Thick red barbequed sausage and brown-n-serve rolls and chunky mashed potatoes with cream gravy and some peach pie all piled on one plate. That's what my dad got and I got pretty much the same thing. It was just me and him in those days. In the middle of everything the owner John Chambers came over and told us a funny story about whacking a stud horse in the balls with a board so it would calm down and get in the trailer. John had a big loose face like a camel and it would sag and twitch when he talked. With him every story came out fun to listen to, even the sad ones. If it hadn't have been for good old John I'm not sure where we would've gone for lunch seven days a week.
"This sausage is something else," I said chewing.
"Incredible," my dad said with a mouthful. We could really put it away.
"Aren't you going to finish those potatoes?" my dad said. He looked honestly concerned.
"Hey, I'm not through yet," I laughed. "Give me a chance will you." Then he laughed too and we kept on eating.
I watched John carrying a plate of just- cooked sausage out from the back.
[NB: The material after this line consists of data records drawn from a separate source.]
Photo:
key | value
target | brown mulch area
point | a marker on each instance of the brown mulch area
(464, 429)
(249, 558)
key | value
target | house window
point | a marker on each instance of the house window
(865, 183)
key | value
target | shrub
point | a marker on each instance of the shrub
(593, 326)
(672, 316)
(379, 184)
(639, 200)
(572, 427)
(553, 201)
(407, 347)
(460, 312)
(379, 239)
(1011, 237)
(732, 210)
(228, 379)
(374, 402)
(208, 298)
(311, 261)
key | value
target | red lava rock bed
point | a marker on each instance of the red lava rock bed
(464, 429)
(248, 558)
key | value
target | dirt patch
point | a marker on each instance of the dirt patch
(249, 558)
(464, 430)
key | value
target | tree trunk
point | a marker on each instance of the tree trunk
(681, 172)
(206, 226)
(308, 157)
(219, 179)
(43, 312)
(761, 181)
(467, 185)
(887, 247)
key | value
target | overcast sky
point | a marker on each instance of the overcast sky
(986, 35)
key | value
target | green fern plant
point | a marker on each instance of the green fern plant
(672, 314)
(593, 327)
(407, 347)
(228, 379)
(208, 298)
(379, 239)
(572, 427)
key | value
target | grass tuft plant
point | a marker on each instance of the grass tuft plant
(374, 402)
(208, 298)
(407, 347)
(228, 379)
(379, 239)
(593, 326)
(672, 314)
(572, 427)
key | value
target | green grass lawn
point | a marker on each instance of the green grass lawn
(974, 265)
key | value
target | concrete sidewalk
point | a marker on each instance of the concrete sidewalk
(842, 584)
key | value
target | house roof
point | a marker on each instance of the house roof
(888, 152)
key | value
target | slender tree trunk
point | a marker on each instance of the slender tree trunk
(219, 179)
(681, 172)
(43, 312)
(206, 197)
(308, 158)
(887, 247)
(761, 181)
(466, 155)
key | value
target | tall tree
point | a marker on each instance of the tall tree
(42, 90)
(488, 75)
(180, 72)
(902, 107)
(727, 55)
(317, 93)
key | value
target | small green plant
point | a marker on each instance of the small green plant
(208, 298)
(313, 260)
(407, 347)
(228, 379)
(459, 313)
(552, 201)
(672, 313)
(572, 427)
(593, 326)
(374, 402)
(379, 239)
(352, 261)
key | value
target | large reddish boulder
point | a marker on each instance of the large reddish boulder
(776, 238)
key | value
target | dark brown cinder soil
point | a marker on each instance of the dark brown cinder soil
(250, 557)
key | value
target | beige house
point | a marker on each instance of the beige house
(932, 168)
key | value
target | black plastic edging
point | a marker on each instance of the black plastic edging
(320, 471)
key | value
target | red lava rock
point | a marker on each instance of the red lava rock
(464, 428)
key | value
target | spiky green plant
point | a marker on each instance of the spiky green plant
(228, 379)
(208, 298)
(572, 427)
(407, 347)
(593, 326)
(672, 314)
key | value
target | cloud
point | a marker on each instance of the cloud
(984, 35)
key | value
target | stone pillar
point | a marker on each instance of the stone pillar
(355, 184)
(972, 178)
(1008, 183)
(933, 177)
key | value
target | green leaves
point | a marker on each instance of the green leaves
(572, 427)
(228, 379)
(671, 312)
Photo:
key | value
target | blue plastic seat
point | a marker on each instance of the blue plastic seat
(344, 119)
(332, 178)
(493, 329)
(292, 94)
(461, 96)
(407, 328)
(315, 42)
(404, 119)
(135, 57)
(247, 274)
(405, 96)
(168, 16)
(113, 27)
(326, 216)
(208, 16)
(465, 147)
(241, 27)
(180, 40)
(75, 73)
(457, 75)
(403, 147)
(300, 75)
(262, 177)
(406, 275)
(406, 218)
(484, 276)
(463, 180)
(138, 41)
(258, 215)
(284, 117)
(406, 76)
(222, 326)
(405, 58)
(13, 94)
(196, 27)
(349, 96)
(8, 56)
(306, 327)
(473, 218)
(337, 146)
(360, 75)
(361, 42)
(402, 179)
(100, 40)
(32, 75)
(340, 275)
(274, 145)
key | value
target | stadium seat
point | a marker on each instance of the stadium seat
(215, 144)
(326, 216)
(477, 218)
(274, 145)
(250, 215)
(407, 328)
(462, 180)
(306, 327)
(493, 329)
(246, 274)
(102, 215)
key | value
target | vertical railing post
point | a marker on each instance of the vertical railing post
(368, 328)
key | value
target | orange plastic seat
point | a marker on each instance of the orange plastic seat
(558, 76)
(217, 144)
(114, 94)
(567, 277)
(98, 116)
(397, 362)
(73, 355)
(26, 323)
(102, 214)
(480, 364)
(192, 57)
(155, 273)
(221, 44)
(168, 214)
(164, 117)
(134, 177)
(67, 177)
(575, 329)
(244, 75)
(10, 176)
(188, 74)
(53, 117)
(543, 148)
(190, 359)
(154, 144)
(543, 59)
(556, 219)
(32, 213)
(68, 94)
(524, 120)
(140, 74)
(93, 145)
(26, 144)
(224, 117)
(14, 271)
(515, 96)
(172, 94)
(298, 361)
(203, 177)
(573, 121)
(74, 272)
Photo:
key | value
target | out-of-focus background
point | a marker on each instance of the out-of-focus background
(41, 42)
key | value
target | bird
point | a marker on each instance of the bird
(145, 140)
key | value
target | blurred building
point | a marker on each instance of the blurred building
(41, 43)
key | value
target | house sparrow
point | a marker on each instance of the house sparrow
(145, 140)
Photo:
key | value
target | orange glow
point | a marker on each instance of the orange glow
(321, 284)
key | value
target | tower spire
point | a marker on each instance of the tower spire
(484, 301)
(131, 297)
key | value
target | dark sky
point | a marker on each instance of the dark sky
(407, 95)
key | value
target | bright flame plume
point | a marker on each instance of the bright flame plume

A big red link started to fall off right as he came through the kitchen doors. It sort of hung there, halfway off. He had a few steps to go before he reached the warmer and I knew it would fall off. So did he because he was cussing louder than ever like the thing had already fallen off. By the time it fell off I wasn't watching.
"I wonder what Parker's been up to?" I said.
This guy Parker and I were kids together. He introduced himself to me the first day of second grade and that was that. We did the whole growing up thing. Canal surfing and nigger- knocking and firecracker wars on the fourth of July. It was the best. Later on in high school we were as close as we could be even though he had gone one way with his life and I had gone another. The day before graduation I ran into him puking in the hallway. He looked up and I don't think he even recognized me at the time.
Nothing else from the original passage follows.